The seed is set to a default value if this is not set.
-arg <name>[,<width>[,<height>]],<list> Assigns a list value (as described below) to the
named argument when the kernel is executed.
If the argument is a 2D image, a width in pixels must be provided.
if the argument is a 3D image, a height in pixels must also be provided.
if the argument is an image, 4 values must be provided per pixel,
as images are treated as unsigned 8 bit RGBA arrays by default.
-arg <name>[,<width>[,<height>]],<list>:<filename> Assigns a list value (as described below), held in a
file, to the named argument when the kernel is executed.
-print <name>[,<offset>],<size> Prints a given number of elements from the given
named argument after execution to stdout, possibly
starting from some offset.
-print <name>[,<offset>],<size>:<filename> Prints a given number of elements from the given
named argument after execution to a file, possibly
starting from some offset.
-show <name>,<width>,[,<height>[,<depth>]][:<filename>] Prints the named image argument of the specified size to stdout,
or a file, if one is provided.
-compare <name>,<expected> Compares the named buffer to an expected list.
-compare <name>:<filename> Compares the named buffer to an expected list, held in a file.
-global <g1>,<g2>,... Sets the global work size to the given array of values.
-local <l1>,<l2>,... Sets the local work size to the given array of values.
-ulp-error <tolerance> Sets the maximum ULP error between the actual and target values accepted.
as a 'match' when -compare is applied to float or double values. Defaults to 0.
-char-error <tolerance> Sets the maximum difference between the actual and target values accepted
as a 'match' when -compare is applied to char or uchar values. Defaults to 0.
-repeat-execution <N> Executes the kernel N times. -global, -local, and -arg
arguments may be set to {<list>},{<list>},... to take on
different values on each execution.
Acceptable kernel argument values:
<list> ::= <el>
| <el> "," <list>
| <cl_bool> "," <cl_addressing_mode> "," <cl_filter_mode>" (for specifying sampler_t only)
<el> ::= <integer or decimal>
| "repeat(" <unsigned integer> "," <list> ")"
| "rand(" <decimal> "," <decimal> ")"
| "randint(" <decimal> "," <decimal> ")"
| "range(" <integer or decimal> "," <integer or decimal> ")"
| "range(" <integer or decimal> "," <integer or decimal> "," <integer or decimal> ")"

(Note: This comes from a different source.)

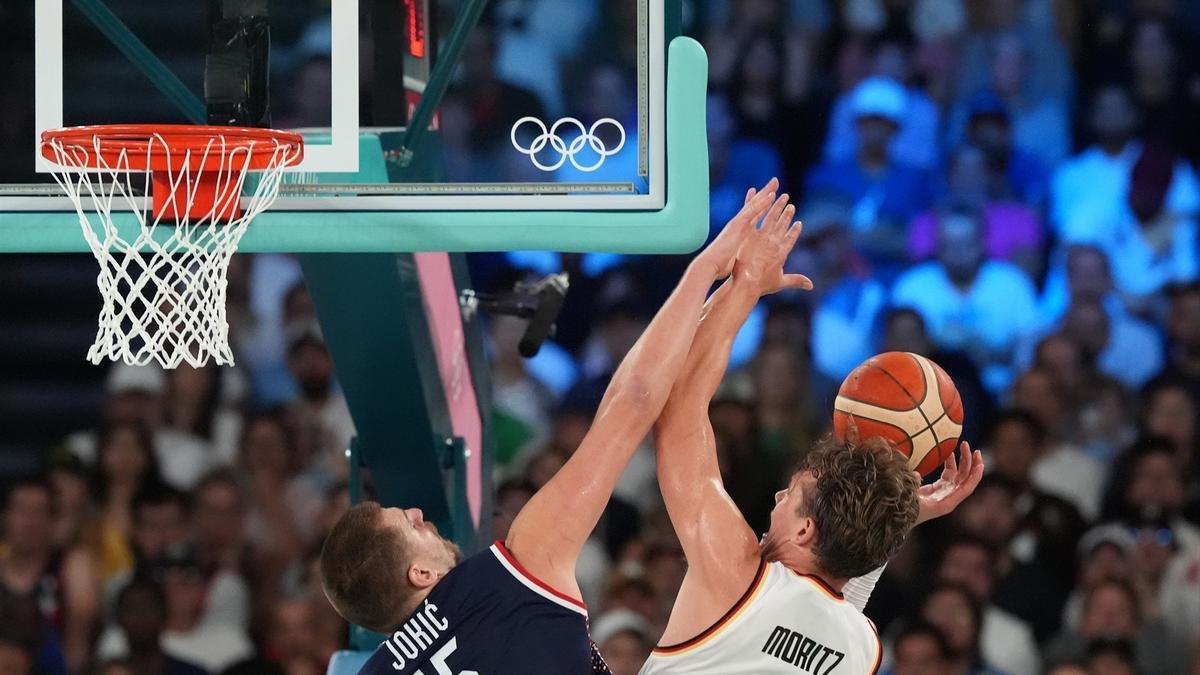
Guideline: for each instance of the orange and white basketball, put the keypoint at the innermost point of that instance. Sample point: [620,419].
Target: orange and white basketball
[905,399]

<cl_bool> ::= "CL_TRUE" | "CL_FALSE"
<cl_addressing_mode> ::= "CL_ADDRESS_NONE" | "CL_ADDRESS_CLAMP_TO_EDGE" | "CL_ADDRESS_CLAMP"
| "CL_ADDRESS_REPEAT" | "CL_ADDRESS_MIRRORED_REPEAT"

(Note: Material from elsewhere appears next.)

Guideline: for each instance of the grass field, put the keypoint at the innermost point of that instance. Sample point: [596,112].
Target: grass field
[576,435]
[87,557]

<cl_filter_mode> ::= "CL_FILTER_NEAREST" | "CL_FILTER_LINEAR"
Special kernel argument values:
repeat(N,list) creates a list containing `list` repeated `N` times
repeat(3,2,4) => 2,4,2,4,2,4
rand(min,max) creates a random floating point number in [min,max]
rand(1.2,4) => 3.195201 (potentially)
randint(min,max) creates a random integer number in [min,max]
randint(1,4) => 3 (potentially)
range(min,max,stride) produces a list beginning at `a`, moving in the direction of `b`
by `stride` units. if `stride` is not stated, it defaults to 1.
range(-4,21,5) => -4,1,6,11,16,21
Available format types (for use with -format):
text textual format such as LLVM IR or assembly
binary binary format such as LLVM BC or ELF
Note that the SPIR output in the above does not match the SPIR-1.2 specification, as that requires LLVM IR output from LLVM 3.2. It should not be assumed that other OpenCL implementations will be able to consume this SPIR, if you want to do that use the Khronos SPIR generator.